Plus connu sous le nom de "Afweyne" ("Grande gueule" en langue somali), celui dont les hommes ont terrorisé l'océan Indien et récolté des millions de dollars de rançon assure que la piraterie est pour lui finie.
Il brandit une lettre, apparemment signée du bureau du précédent président somalien, qui fait de lui un "employé de la lutte anti-piraterie". Et dit avoir convaincu un millier de jeunes de troquer la flibuste pour un avenir plus constructif.
"J'ai de l'influence, je mobilise les communautés, les responsables religieux, les chefs coutumiers, les femmes (...) pour tenir les hommes loin des mers," dit-il devant une tasse de thé, dans un hôtel huppé de la capitale somalienne Mogadiscio.
L'an dernier, Afweyne, surnommé "Grande gueule" par sa mère parce qu'il pleurait beaucoup enfant, était encore décrit dans un rapport de l'ONU comme "l'un des dirigeants les plus tristement célèbre et les plus influents du réseau de piraterie Hobyo-Harardheere", l'une des deux principales organisations pirates somaliennes.
Ces dernières années, les pirates somaliens ont sévi jusqu'à plus de 3.500 km des côtes somaliennes.
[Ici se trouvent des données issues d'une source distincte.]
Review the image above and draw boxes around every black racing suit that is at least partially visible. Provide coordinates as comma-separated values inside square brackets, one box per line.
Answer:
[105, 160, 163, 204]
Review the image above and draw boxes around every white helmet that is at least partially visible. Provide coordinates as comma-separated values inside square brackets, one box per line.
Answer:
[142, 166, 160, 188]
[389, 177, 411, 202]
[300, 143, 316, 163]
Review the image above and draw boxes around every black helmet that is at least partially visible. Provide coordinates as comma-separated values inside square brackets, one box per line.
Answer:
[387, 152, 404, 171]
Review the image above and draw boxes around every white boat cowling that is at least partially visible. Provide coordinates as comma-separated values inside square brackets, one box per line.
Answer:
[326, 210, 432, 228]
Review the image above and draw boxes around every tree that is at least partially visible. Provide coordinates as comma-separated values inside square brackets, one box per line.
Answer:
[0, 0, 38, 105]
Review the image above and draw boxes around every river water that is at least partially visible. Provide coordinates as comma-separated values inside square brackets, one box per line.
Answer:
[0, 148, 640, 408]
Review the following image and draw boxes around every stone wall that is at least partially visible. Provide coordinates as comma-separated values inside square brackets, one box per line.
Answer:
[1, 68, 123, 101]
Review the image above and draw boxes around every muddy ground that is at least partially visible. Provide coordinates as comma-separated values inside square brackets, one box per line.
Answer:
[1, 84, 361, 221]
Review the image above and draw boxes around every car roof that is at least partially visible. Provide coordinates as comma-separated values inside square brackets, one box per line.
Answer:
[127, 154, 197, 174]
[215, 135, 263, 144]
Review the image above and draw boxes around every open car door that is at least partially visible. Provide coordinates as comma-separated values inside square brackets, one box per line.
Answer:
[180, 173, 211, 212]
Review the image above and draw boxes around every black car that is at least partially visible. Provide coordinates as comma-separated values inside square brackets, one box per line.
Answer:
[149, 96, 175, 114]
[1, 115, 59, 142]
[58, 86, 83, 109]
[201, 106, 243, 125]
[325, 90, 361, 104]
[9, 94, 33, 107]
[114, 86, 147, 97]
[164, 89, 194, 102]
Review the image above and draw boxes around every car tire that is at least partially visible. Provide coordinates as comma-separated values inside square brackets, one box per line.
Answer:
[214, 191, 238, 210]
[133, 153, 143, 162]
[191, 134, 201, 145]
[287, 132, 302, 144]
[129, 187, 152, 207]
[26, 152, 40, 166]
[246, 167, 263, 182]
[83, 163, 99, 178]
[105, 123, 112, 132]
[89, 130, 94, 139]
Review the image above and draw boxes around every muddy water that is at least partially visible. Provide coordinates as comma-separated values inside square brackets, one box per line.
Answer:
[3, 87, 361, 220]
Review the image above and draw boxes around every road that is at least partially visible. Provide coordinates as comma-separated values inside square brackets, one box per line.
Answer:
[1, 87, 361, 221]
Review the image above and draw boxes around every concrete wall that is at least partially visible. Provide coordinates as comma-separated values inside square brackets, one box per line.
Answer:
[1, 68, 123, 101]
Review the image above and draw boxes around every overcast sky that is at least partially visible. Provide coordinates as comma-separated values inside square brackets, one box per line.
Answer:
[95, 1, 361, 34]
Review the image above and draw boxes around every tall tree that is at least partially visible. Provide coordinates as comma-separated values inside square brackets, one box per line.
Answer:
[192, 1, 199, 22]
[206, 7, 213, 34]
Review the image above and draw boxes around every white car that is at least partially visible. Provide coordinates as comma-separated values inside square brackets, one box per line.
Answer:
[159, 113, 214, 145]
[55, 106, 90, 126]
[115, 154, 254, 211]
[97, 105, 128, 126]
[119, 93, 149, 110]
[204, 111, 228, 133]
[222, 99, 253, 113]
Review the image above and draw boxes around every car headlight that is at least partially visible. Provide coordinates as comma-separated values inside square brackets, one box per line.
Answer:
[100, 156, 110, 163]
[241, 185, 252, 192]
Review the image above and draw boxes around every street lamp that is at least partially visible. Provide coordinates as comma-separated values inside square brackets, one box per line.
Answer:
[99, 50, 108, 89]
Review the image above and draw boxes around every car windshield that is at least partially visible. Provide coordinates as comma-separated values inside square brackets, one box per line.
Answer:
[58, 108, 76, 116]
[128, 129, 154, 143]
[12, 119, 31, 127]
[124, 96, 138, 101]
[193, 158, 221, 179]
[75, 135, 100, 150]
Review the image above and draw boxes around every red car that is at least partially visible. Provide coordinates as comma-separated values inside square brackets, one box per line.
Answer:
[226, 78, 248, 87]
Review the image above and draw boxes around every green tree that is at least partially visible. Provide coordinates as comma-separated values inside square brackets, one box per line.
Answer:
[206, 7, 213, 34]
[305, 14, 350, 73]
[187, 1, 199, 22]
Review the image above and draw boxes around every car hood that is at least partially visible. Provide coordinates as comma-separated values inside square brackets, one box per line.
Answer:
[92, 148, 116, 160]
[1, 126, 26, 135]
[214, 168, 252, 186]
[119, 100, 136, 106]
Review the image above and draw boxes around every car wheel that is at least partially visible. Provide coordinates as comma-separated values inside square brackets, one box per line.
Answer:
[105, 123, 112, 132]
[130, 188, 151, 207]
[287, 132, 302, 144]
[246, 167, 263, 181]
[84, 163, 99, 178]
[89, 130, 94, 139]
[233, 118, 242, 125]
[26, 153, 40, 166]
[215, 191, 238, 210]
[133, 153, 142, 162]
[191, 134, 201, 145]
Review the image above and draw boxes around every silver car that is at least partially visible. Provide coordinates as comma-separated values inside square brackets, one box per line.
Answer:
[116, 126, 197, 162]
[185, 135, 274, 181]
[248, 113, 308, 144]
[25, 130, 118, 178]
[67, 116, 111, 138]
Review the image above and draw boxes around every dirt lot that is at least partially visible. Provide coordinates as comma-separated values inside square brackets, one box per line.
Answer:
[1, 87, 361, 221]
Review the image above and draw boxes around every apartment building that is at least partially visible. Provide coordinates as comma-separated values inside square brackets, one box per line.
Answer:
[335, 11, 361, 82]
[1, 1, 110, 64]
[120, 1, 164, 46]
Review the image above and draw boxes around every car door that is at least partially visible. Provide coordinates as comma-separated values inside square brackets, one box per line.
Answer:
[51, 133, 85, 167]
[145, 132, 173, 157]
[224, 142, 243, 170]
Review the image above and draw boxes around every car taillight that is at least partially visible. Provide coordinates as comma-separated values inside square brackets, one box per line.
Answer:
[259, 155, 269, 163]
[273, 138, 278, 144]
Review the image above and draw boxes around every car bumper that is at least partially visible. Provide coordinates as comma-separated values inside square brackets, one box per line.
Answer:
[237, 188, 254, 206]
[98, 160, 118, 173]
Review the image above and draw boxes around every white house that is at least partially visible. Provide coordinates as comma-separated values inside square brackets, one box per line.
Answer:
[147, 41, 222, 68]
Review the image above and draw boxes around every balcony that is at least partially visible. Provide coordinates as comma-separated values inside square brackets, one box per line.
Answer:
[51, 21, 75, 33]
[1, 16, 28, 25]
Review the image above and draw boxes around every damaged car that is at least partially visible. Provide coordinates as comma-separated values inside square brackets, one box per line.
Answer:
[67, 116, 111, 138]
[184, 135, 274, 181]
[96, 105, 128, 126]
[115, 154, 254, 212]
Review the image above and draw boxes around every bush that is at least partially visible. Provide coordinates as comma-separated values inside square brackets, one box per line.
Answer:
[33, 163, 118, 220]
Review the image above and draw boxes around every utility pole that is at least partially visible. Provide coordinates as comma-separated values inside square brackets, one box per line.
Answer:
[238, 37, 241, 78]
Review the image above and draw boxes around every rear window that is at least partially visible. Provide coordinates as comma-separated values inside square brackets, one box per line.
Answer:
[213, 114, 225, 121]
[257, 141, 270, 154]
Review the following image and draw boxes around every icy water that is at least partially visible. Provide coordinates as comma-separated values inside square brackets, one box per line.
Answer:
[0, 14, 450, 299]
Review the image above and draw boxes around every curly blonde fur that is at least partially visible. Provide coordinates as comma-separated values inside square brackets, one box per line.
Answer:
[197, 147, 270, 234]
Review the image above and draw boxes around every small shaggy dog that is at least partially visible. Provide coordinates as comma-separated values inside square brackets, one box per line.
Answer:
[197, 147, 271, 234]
La Banque mondiale estime qu'entre 315 et 385 millions de dollars ont été payés en rançon depuis 2005 et que la piraterie somalienne a coûté 18 milliards de dollars par an au commerce mondial.
Dernièrement, la Chine, l'Union européenne, les Etats-Unis et la Russie ont déployé des forces navales pour protéger les navires marchands contraints d'emprunter la stratégique route maritime aux larges des côtes somaliennes.
Ces patrouilles ont contribué à faire baisser la piraterie. Mais Afweyne est convaincu qu'il faudra plus pour assécher le phénomène: il faut former les jeunes pour leur offrir un avenir.
Les plus cyniques avancent que "Grande gueule" a quitté les mers parce qu'il s'est fait assez d'argent et veut maintenant placer ses fonds. D'autres pensent qu'il est sensible à ce reproche fait aux pirates: ils ternissent la réputation de la Somalie, pays déjà ravagé par les luttes de clans et les groupes islamistes depuis 1991.
Quelles que soient ses motivations, son influence est certaine. Et l'ex-pirate peut s'avérer essentiel pour lutter contre la criminalité dans des régions - essentiellement les côtes nord-est de la région autonome du Puntland - qui échappent encore largement au contrôle de Mogadiscio.
Même si les pirates ont perdu du terrain récemment, le Bureau maritime international pointe toujours la dangerosité des eaux somaliennes : cinq bateaux et 77 otages restent aux mains de pirates qui multiplient désormais aussi les attaques à terre.